Home > Eigenständige Jugendpolitik"Wir müssen erfahren, was Jugendliche wollen"

Die Stadt Trier nutzt vielfältige Strukturen der kommunalen Jugendpolitik, wie das Jugendparlament und Steuerungsgruppe Eigenständige Jugendpolitik. Graiswin Kattoor spricht hier als Jugendhilfeplanerin in der Stadt Trier.

Welche Rolle hat das Jugendamt Trier gespielt in der Entwicklung der Eigenständigen Jugendpolitik?

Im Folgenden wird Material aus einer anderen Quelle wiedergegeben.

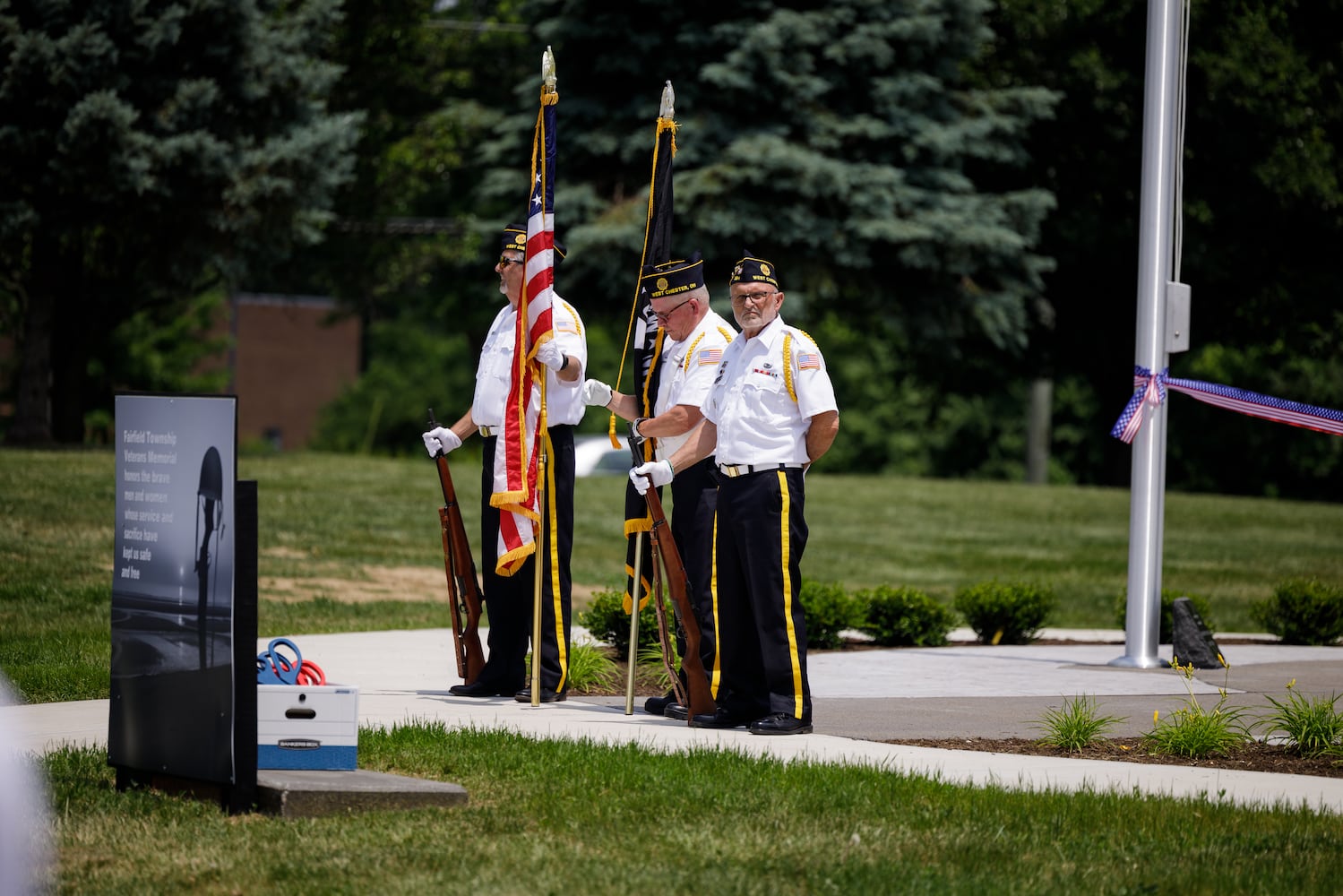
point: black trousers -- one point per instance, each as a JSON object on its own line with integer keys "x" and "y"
{"x": 694, "y": 492}
{"x": 759, "y": 538}
{"x": 509, "y": 600}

Vor 10 Jahren wurde das erste Jugendparlament in Trier gewählt und da waren wir bereits involviert. Wir haben als Jugendamt im Rahmen der Jugendhilfeplanung überlegt, wie wir uns in Richtung kommunale Jugendstrategie weiterentwickeln können. 2015 haben wir uns dann für die Jugendstrategie des Bundes „Handeln für eine jugendgerechte Gesellschaft“ beworben und sind eine der 16 Referenzkommunen geworden. Wir haben eine Steuerungsgruppe gegründet zur Eigenständigen Jugendpolitik mit Akteur*innen der Jugendarbeit, der Jugendhilfe, Vertreter*innen aus dem Jugendamt, Jugendparlamentarier*innen, Schulsozialarbeit, Jugendmigrationsdienst und interessierten Jugendlichen.

Warum ist es der Stadt Trier ein Anliegen, die Interessen der Jugendlichen zu bündeln?

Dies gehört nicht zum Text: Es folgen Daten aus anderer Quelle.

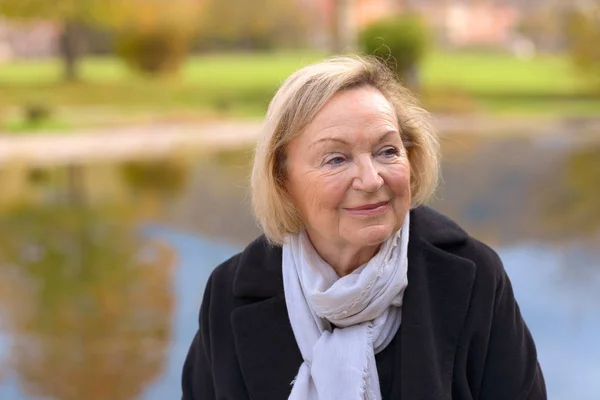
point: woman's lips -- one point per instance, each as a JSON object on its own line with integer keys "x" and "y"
{"x": 369, "y": 209}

Eigenständige Jugendpolitik ist ein langfristiger Prozess mit dem Ziel, die Bedürfnisse und Interessen der jungen Menschen in der Stadt Trier stärker in den politischen Fokus zu rücken. Um die Interessen der Jugendlichen zu erfahren und geltend zu machen, brauchen wir Strukturen und Formate. Ich finde es sehr wichtig, Jugendliche einzubeziehen, weil ich nicht über den Kopf der Jugendlichen hinweg planen oder organisieren möchte. Der Zuspruch und die Akzeptanz bei Jugendlichen ist hoch, weil wir mit den Impulsen der Jugendlichen aus der Steuerungsgruppe unsere Vorhaben gestalten. Jugendpolitik muss partizipativ sein. Es ist wichtig, dass die Jugendlichen diese Formen der Beteiligung nicht als Alibi-Veranstaltung für sich einordnen, sondern dass sie die Erfahrung machen, dass sich in Trier etwas bewegt. Ich habe auch die Erwartung, dass die Jugendlichen sich mit ihren Wünschen einbringen und somit Trier ein Stück jugendgerechter gestalten. Wenn wir nicht wissen, was sie interessiert, können wir die Stadt Trier nicht jugendgerechter gestalten.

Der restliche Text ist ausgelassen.